« Ce n’est pas une négociation » expliquait il y a encore quelques jours Peter Navarro, le conseiller spécial au Commerce et à l’Industrie de Donald Trump, après que le président américain a annoncé ses « tarifs réciproques ». Il entendait par là que les Etats-Unis n’étaient pas prêts à les diminuer en échange de concessions de la part des autres pays puisque ces importants droits de douane étaient là pour réparer un système commercial international défectueux et injuste, fonctionnant au détriment de la plus grande économie mondiale.
Les prohibitionnistes trumpiens – à ce niveau de droits de douane, on ne parle plus de protectionnisme mais de quasi interdiction des produits étrangers, comme dans la France du XIXe siècle – avaient juste oublié deux choses. Tout d’abord, les échanges mondiaux ne sont qu’un compartiment secondaire de la mondialisation et sont le reflet des stratégies d’implantation des multinationales. Ensuite, derrière les flux commerciaux de biens et de services, il y a des échanges financiers.
(...) Finance 1 – 0 Trump
Les mesures tarifaires de Trump représentaient un premier but marqué contre son camp et les marchés financiers le lui ont très vite fait comprendre. Le Président américain a donc suspendu la mesure pour trois mois.
Mais le locataire de la Maison-Blanche n’en a pour autant pas fini avec ses problèmes. Car il a maintenu sa prohibition des produits chinois en faisant grimper les droits de douane qui pèsent sur eux à 145 %. Or, le commerce avec la Chine – comme avec les autres pays – ne fait que refléter les choix de lieu de production des multinationales, en particulier américaines. (...)
Les géants américains de la tech ont dû faire passer le message à la Maison-Blanche en disant en substance : « Vous êtes en train de nous plomber. » C’est un deuxième but contre son camp pour l’économie américaine.
Résultat : l’annonce, le week-end dernier, de la suspension des tarifs fous contre la Chine pour les produits électroniques. Ne sont maintenus que les droits de douane initiaux de 20 % imposés à la Chine (...)

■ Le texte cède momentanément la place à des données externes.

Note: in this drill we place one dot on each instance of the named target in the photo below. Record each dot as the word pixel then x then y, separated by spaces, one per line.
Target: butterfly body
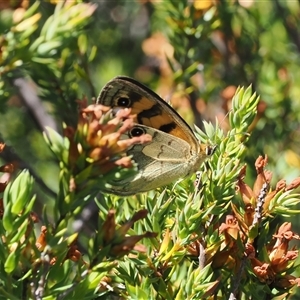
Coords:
pixel 173 152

Les droits de douane se contournent
Enfin, il reste un dernier point, peu abordé dans le débat public, car chacun considère qu’il suffit d’édicter un droit de douane pour qu’il s’applique. C’est, dans la réalité, très loin d’être le cas. On sait que, face aux droits de douane que Donald Trump avait imposé à Pékin lors de son premier mandat, les exportateurs chinois ont fait passer leurs produits par le Vietnam, le Mexique, etc. C’est ce qui a conduit le président américain, dans un premier temps, à augmenter les droits de douane pour tous ses partenaires de façon à éviter ces contournements.
Mais d’autres stratégies existent pour contourner ces tariffs. (...)
Les importateurs américains sous-évaluent leurs achats pour réduire les droits de douane. Depuis le début de l’année, les opérateurs de logistique chinois y ajoutent une autre technique : seule une partie du prix du bien est facturé, le reste se retrouve sur une autre facture, par exemple de « service marketing », non touchée par les droits de douane.
Face aux décisions erratiques de Trump, on n’en a pas fini avec les questions commerciales. Mais si l’Etat américain reste le plus influent de tous les pays du monde, il doit, lui aussi, faire face à la puissance d’acteurs économiques privés qui savent se faire entendre et contribuer à écrire les règles du jeu de la mondialisation.